Aiguisez vos crayons, les enfants, il est temps de retourner à l’école

  • Voir des visages désireux d’apprendre est revigorant, dit un enseignant saoudien.
  • La rentrée scolaire en Arabie saoudite suscite une vague d’enthousiasme et de préparation alors que les élèves, les parents, les détaillants et les éducateurs se préparent pour la nouvelle année scolaire.

DJEDDAH : Une nouvelle année académique est prévue pour commencer en Arabie saoudite.

Les magasins de papeterie et d’articles scolaires du royaume sont très actifs car les parents et les élèves font le plein de fournitures en prévision du début des cours.

Pour de nombreux étudiants, la promesse d’un nouveau départ suscite l’enthousiasme d’acheter des articles de papeterie conçus selon leurs personnages préférés ou qui correspondent à leur style personnel.
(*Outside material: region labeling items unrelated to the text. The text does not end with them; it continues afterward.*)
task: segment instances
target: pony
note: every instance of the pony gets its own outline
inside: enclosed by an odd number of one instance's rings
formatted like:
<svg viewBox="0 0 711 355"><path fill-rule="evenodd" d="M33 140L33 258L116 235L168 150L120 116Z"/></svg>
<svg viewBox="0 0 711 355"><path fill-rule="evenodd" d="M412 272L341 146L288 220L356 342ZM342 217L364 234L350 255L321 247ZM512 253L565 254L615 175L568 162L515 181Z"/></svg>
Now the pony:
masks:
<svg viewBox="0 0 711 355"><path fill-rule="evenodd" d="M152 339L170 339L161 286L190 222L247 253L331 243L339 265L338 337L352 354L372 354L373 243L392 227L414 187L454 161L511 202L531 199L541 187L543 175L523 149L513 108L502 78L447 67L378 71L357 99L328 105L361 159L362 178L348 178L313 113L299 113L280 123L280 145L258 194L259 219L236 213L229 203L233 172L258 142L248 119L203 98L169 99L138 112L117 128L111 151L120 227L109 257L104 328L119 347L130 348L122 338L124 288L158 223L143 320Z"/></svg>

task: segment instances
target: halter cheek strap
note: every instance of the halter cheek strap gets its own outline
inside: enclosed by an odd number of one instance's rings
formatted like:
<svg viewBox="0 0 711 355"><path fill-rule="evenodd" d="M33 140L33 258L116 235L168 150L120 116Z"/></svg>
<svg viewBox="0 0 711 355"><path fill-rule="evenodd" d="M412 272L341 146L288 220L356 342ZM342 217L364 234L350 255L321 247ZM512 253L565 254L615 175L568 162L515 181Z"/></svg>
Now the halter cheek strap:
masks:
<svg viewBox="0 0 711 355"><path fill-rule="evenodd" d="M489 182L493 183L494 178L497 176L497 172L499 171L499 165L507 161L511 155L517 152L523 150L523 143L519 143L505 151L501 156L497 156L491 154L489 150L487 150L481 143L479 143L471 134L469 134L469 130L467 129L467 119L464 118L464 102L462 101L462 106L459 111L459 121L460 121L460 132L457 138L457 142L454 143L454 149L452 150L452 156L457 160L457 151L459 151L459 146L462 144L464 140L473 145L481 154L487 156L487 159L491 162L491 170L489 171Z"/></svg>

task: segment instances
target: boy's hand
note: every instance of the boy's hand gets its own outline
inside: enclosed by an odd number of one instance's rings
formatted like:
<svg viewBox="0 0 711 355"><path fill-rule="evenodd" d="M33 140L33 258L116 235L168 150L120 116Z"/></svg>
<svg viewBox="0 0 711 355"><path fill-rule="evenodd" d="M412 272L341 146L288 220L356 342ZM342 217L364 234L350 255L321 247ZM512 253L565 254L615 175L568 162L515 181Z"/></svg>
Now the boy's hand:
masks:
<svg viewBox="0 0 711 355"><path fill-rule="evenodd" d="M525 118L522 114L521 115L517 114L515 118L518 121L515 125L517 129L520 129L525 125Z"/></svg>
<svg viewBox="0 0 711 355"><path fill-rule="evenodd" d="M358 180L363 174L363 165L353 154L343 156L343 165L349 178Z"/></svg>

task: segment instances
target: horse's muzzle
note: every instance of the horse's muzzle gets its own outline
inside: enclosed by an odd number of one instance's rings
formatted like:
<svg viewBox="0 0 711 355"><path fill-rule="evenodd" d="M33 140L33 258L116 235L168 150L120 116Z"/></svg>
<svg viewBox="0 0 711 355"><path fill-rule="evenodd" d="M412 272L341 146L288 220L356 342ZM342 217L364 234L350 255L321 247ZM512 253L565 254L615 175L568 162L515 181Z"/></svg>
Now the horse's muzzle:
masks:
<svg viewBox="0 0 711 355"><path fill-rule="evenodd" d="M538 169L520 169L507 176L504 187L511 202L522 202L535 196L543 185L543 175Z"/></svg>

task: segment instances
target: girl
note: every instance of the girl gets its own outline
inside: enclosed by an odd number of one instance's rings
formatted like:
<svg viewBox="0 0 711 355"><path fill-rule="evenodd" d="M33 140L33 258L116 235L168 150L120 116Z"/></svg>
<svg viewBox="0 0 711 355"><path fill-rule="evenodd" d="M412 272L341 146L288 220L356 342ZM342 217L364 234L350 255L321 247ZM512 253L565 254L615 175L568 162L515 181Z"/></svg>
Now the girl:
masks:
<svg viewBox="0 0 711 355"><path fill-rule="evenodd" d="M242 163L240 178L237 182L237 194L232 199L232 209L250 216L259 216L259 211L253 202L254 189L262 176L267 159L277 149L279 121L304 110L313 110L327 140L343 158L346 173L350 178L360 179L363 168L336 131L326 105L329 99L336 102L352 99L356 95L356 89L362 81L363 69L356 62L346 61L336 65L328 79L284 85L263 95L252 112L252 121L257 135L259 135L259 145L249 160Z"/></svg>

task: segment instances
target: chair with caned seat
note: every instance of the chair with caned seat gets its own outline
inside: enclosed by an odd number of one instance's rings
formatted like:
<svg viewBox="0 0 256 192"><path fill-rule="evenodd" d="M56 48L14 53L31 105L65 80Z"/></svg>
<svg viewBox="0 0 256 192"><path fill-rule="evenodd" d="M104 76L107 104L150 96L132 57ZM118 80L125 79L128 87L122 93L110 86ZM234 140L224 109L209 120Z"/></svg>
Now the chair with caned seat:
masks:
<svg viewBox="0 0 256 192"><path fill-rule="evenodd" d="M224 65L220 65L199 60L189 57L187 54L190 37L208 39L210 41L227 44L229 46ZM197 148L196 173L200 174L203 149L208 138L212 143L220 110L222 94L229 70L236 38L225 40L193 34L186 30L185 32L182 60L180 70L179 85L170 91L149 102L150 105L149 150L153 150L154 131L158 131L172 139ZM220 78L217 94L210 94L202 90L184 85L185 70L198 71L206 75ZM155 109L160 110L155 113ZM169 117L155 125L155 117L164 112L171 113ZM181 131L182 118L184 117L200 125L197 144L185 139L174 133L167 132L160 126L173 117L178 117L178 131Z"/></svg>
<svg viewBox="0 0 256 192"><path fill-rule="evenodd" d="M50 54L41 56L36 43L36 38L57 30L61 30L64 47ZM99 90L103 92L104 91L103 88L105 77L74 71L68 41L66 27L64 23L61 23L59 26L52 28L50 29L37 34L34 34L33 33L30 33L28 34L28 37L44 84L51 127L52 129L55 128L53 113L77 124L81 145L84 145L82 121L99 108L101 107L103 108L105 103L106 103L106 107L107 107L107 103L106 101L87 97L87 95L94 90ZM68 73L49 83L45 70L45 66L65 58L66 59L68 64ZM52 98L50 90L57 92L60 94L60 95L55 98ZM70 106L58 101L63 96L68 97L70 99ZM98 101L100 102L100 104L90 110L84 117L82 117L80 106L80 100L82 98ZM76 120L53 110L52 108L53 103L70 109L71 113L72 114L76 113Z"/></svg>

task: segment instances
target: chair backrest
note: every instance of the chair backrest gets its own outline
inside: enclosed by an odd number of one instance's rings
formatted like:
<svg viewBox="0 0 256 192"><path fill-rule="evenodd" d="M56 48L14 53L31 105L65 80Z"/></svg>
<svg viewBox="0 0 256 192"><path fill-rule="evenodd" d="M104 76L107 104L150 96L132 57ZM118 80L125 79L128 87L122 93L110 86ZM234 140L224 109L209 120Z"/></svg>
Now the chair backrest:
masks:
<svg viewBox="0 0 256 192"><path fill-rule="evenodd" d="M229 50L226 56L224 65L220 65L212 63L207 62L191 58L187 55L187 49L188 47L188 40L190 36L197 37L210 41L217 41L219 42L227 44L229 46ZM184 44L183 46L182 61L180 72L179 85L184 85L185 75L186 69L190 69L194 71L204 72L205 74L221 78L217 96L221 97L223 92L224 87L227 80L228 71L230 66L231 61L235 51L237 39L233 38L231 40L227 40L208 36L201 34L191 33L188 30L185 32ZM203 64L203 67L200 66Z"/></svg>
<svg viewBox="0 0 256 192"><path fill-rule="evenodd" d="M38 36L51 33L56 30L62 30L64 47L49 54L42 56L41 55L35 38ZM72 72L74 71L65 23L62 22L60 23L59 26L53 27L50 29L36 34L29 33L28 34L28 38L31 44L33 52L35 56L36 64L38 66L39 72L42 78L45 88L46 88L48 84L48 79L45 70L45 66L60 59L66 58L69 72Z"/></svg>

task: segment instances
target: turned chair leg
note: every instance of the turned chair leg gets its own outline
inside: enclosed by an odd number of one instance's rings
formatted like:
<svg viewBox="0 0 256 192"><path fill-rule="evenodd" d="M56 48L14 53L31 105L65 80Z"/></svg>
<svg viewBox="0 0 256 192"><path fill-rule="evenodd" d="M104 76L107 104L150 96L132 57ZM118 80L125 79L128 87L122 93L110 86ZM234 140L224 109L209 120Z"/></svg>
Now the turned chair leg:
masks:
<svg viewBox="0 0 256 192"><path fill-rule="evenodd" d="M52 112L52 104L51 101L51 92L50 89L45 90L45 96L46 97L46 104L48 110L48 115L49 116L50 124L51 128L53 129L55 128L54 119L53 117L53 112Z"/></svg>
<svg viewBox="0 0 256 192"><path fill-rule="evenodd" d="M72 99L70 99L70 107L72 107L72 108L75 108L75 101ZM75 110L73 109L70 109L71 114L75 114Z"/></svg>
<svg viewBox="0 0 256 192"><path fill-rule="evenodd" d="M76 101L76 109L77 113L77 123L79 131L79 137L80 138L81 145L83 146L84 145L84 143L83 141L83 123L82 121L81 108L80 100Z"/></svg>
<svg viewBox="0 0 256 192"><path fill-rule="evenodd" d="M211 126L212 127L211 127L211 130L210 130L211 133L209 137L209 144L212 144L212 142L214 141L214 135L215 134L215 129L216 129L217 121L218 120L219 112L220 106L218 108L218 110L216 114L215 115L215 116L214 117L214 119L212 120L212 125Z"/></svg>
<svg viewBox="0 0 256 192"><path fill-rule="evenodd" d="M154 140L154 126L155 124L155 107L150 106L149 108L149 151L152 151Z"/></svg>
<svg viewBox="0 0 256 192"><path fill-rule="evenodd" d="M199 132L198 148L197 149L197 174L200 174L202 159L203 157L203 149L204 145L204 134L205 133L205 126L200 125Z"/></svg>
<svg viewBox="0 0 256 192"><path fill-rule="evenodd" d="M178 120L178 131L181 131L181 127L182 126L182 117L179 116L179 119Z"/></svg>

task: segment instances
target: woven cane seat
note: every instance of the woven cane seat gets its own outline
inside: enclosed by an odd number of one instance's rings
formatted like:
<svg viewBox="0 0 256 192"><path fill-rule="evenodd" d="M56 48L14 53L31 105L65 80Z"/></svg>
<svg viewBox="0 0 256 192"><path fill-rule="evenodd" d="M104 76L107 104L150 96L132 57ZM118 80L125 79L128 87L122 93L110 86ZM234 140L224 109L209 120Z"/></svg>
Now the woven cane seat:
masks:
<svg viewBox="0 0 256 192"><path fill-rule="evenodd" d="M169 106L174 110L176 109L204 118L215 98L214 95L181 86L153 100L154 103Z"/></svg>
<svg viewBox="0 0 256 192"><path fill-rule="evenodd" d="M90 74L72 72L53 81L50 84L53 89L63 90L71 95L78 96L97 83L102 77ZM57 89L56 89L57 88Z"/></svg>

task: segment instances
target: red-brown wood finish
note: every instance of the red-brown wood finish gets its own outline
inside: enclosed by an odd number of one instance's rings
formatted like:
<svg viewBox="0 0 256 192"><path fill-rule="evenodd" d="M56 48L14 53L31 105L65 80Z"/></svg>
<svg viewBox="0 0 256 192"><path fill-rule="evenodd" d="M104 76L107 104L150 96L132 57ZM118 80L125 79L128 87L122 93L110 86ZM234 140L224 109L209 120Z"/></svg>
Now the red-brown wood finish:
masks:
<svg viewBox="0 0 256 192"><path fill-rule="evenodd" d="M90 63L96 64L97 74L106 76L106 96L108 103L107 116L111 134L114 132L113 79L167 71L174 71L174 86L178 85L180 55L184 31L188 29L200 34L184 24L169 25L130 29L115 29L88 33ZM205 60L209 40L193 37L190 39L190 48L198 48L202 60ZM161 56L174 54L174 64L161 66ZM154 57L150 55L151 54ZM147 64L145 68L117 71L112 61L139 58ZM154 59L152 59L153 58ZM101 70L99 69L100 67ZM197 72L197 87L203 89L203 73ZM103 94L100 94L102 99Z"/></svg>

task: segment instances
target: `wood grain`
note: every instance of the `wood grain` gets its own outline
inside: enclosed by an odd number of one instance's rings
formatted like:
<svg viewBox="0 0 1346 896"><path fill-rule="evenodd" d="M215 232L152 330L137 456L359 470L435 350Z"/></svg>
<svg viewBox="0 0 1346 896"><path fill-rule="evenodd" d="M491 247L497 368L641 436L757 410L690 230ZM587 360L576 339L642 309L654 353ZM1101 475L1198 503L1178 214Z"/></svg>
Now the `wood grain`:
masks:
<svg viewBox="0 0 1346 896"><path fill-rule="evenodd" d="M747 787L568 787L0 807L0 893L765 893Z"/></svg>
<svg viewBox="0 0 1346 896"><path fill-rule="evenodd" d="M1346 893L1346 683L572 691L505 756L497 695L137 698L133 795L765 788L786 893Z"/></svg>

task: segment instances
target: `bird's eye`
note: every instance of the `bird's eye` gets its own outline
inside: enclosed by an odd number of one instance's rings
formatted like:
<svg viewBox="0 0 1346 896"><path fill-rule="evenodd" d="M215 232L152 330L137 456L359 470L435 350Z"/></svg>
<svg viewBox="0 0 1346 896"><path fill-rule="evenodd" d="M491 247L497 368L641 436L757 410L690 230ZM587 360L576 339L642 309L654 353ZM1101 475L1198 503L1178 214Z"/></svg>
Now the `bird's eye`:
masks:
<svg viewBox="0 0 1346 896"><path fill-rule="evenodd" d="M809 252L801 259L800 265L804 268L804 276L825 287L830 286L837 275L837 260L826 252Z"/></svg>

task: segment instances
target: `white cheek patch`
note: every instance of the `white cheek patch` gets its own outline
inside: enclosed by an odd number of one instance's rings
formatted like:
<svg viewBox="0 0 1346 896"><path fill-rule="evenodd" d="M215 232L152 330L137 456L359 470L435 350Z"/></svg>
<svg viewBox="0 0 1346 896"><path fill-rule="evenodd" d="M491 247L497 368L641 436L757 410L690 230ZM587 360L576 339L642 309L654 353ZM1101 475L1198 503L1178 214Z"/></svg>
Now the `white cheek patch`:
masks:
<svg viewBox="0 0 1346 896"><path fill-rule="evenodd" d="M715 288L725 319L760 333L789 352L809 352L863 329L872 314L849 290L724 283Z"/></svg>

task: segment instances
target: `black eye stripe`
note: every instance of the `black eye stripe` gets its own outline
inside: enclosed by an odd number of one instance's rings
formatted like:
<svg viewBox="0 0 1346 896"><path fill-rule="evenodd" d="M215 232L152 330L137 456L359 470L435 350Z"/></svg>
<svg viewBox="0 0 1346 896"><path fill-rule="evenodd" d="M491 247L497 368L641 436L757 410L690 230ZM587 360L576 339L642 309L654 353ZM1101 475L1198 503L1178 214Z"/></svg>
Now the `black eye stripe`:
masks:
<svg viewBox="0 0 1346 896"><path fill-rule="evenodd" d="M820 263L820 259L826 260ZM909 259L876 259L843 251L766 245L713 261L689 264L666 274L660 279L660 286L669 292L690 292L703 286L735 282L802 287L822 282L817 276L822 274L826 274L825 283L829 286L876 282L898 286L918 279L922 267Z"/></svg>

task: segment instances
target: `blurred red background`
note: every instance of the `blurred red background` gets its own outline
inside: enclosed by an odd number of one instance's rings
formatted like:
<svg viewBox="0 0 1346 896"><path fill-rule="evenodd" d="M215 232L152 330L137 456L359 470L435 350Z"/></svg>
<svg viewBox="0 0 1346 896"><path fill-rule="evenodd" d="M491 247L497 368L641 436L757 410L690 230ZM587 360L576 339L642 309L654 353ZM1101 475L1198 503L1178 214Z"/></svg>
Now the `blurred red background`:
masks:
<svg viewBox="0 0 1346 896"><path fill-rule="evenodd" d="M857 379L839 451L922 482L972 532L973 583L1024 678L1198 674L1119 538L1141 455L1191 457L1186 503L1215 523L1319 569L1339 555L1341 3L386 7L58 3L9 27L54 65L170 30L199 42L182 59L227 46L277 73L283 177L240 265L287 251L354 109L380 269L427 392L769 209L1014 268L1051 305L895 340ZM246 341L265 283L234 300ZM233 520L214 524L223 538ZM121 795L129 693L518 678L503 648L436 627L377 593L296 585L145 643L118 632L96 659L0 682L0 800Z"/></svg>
Le marché regorge d’options adaptées à chaque esthétique. Des roses scintillantes aux nuances de noir chics.

Les acheteurs de retour à l’école comme Neama Al-Sabea ont exprimé leur satisfaction face aux diverses options et aux prix concurrentiels offerts par les magasins de papeterie et de fournitures de bureau  à l'occasion de la rentrée scolaire

Mère de cinq enfants, Al-Sabea a déclaré à Arab News : « Nous sommes reconnaissants d’un retour en douceur à l’école – un retour à la routine, à l’apprentissage, à l’étude et au bon rythme. Il y a beaucoup de magasins qui offrent de belles fournitures scolaires à divers prix.

« Chaque magasin a son propre prix, mais nous penchons vers le centre Al-Hadaya pour ses prix raisonnables et sa large gamme de produits de qualité. Bien sûr, la librairie Jarir est une excellente option aussi, même si elle est un peu chère. »

Al-Sabea a déclaré que cette année, les enfants plus âgés se sont tournés vers des sacs à dos simples et sportifs de marques comme Adidas et Nike, privilégiant les couleurs sombres, tandis que sa fille en troisième année optait pour des couleurs vives, des papillons et « toutes sortes de choses mignonnes ».

La plupart des parents sont d’accord pour dire que le retour à l’école nécessite une planification et du temps, car ce n’est généralement pas quelque chose qui peut être fait en un jour.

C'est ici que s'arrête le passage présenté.